Spinelli's lip lifted in a sardonic quirk. He sniggered. "Say, are you a dick?" he asked. "You're a funny one. Well, we live and learn. Fortune telling—" He sniggered again.
"The taroc pack, inspector," Dr. Fell continued equably, "is supposed to be of Egyptian invention. But this card has the design of the French taroc, Which dates back to Charles VI and the origin of the playing card. Out of the seventy-eight cards, twenty-two are called major arcana and fifty-six minor arcana. I needn't tell you such a pack, or even the knowledge of it, is very rare. The minor arcana are divided into four series, like the clubs, diamonds, hearts, and spades; but in this case called…?"
"Rods, cups, pence, and swords," said Spinelli, examining his finger nails. "But what I want to know is this: Where did you get that card? Was it Depping's?"
Dr. Fell picked it up. He went on: "Each card having a definite meaning. I needn't go into the method of fortune telling, but you'll be interested in the significance… Question for question, Mr. Spinelli. Did Depping ever possess a taroc pack?"
"He did. Designed it himself, from somebody's manual.
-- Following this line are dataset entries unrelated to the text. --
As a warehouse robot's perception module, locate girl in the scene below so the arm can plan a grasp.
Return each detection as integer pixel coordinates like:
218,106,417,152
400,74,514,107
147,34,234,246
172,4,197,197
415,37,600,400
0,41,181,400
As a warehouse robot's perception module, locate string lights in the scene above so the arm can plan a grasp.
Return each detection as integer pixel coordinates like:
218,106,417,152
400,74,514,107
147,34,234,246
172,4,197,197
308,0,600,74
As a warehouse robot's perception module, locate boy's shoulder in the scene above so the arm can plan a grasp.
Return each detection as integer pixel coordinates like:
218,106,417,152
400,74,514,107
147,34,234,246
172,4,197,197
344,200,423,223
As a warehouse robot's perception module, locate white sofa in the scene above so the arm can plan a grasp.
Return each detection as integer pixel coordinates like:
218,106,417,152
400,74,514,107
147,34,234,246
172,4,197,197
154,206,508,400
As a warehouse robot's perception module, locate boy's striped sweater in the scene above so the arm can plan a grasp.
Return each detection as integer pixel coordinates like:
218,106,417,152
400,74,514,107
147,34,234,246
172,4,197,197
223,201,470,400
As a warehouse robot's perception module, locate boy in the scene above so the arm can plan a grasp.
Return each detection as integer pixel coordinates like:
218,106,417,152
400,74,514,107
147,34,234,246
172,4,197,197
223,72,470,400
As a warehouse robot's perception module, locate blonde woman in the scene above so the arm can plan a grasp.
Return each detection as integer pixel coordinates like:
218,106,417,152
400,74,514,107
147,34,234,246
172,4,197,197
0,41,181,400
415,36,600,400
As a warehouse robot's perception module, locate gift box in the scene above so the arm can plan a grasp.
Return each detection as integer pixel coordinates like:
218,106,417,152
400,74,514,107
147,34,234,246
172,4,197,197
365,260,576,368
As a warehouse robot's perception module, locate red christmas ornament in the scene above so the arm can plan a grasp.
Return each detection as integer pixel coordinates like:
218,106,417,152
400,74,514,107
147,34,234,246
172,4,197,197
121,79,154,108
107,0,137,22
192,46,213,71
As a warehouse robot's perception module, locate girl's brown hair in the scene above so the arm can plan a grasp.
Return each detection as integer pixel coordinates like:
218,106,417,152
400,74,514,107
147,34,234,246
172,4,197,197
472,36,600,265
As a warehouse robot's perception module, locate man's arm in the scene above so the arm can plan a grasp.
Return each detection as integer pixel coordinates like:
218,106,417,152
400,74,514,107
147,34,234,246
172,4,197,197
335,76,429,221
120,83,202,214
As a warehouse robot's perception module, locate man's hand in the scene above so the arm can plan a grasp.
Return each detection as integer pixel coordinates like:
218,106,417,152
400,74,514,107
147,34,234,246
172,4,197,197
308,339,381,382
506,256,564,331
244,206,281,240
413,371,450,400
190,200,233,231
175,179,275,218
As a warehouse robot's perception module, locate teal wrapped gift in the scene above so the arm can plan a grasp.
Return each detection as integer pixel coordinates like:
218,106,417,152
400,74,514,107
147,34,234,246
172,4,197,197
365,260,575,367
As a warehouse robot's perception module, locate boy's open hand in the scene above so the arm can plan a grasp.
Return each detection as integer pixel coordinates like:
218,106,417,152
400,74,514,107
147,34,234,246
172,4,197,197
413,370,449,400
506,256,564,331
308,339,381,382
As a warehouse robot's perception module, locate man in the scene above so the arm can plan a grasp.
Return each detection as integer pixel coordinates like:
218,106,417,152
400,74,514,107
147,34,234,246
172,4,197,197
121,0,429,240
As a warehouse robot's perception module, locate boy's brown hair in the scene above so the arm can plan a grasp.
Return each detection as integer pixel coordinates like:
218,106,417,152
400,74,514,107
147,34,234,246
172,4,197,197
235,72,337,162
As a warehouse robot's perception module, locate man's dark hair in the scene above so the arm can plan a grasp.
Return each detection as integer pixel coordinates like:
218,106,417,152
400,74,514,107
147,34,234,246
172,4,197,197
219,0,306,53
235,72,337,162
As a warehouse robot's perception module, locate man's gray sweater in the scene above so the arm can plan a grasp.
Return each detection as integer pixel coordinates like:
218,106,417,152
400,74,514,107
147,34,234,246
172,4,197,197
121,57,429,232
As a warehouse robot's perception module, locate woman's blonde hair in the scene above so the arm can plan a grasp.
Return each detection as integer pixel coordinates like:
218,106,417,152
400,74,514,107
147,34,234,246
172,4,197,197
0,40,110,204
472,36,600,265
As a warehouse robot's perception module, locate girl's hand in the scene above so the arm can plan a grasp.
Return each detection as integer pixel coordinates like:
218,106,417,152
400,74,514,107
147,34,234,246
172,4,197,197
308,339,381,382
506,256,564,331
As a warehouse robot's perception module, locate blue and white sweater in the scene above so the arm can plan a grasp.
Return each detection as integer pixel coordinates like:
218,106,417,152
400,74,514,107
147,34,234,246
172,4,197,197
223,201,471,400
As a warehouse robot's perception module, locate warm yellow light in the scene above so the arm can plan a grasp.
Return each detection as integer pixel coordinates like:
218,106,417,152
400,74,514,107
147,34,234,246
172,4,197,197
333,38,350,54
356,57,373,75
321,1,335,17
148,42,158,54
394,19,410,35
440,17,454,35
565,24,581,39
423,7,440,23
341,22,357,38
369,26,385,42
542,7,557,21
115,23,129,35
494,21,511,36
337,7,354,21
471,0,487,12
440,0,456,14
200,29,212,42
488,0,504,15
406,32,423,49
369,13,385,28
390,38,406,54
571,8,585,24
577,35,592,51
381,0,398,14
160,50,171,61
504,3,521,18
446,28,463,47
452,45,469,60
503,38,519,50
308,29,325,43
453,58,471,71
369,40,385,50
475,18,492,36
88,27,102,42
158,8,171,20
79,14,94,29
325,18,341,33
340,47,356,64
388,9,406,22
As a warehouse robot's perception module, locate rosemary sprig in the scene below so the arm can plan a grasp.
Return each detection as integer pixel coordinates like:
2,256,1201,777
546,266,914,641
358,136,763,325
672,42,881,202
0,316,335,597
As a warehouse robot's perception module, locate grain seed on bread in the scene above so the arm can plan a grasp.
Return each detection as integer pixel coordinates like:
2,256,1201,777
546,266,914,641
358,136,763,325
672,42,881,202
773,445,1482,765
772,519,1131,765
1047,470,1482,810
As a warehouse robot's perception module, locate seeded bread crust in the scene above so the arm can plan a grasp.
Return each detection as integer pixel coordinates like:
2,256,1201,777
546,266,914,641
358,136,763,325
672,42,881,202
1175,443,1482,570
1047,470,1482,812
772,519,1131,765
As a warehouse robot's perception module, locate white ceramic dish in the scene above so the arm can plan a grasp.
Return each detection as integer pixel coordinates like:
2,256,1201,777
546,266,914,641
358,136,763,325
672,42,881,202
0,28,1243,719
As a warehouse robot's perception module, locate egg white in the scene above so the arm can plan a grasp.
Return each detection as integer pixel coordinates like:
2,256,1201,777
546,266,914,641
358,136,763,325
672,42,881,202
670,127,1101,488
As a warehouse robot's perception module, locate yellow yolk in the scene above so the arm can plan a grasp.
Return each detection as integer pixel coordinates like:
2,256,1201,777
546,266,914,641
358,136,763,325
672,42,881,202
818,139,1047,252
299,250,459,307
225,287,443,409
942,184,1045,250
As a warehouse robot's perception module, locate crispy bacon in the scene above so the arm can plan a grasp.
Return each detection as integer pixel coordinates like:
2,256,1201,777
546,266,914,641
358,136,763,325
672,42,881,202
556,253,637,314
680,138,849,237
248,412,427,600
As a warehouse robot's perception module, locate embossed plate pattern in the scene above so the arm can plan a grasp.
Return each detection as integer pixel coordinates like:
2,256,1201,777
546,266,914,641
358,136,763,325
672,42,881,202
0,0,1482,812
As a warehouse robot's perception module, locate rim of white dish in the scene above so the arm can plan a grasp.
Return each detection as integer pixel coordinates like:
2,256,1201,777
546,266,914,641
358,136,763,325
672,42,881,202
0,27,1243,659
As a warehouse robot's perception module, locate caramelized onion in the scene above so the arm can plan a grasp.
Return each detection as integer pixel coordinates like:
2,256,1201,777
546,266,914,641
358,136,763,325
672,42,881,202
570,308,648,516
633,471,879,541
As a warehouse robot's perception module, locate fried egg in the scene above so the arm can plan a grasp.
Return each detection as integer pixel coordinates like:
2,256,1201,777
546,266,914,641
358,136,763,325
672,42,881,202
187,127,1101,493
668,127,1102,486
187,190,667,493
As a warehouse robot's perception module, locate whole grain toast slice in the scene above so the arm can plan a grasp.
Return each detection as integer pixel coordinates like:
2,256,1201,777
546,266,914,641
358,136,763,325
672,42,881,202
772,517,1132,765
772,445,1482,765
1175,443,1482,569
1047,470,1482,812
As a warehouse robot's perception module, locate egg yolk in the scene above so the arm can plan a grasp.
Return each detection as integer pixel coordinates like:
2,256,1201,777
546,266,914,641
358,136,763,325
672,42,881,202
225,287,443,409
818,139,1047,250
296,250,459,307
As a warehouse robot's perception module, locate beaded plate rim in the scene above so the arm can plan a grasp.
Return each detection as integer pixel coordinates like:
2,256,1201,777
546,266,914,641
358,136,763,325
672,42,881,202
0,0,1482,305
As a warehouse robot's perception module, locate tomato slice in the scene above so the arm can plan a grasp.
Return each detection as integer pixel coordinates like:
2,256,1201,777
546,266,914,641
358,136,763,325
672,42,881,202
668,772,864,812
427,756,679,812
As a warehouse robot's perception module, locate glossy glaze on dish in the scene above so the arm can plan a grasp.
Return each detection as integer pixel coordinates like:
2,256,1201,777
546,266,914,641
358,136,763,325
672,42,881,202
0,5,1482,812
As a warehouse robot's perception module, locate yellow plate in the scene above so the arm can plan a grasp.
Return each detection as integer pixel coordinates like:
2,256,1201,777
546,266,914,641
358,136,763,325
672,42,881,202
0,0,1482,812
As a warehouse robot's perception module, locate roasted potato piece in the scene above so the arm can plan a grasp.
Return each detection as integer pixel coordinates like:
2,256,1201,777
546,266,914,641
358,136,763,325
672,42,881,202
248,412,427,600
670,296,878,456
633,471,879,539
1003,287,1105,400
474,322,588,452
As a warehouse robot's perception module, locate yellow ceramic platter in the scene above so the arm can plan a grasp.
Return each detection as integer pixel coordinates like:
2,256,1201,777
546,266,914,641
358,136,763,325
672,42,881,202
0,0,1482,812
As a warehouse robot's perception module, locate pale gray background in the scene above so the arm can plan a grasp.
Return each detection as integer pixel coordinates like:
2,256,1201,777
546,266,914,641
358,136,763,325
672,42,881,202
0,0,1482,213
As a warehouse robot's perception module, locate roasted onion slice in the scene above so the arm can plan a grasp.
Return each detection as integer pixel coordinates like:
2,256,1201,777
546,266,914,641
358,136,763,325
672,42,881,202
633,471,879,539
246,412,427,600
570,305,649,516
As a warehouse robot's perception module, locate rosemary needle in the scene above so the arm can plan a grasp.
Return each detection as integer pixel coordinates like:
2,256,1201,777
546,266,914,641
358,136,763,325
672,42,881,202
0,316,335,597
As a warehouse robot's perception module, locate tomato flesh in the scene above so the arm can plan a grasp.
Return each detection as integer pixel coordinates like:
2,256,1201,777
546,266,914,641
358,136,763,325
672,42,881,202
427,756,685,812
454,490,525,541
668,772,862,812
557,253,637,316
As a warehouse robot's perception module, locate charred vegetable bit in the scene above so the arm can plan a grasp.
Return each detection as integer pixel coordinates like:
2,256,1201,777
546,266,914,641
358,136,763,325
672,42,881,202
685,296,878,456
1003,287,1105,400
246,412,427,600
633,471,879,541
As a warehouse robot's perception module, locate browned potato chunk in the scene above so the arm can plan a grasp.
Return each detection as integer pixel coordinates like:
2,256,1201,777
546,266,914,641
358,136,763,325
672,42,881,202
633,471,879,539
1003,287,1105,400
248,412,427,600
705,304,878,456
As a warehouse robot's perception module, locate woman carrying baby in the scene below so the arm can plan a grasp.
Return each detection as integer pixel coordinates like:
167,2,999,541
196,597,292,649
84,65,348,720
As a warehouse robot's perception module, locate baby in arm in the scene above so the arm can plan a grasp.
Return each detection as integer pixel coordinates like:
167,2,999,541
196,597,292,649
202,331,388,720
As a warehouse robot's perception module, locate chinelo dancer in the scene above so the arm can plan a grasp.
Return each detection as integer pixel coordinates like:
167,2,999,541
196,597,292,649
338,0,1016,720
And paid about a grand to have it turned out by a playing-card company. But that card didn't come from it… unless he made a deck for himself. I'm asking you, where did you get it?"
"We have reason to believe that the murderer left it behind, as a sort of symbol. Who knows about high magic in the wilds of Gloucestershire?" mused Dr. Fell.
Spinelli looked straight in front of him. For an instant Hugh Donovan could have sworn the man saw something. But he only sniggered again.
"And that card means something?" Murch demanded.
"You tell him," Dr. Fell said, and held it up. The American relished his position. He assumed a theatrical air; glanced first to one side and then the other. "Sure I can tell you, gentlemen. It means he got what was coming to him. The eight of swords— Condemning justice. It put the finger on old Nick Depping, and God knows he deserved it."
CHAPTER XIII
Bullet-Proof
Again they were all locked up with their own thoughts, because each new development seemed to lead the case in a different direction; and each box opened up like a magician's casket, to show only another box inside the last. It was growing hot and stuffy in the library. Somewhere in the house a clock began to strike. It had finished banging out the hour of nine before Dr. Fell spoke again.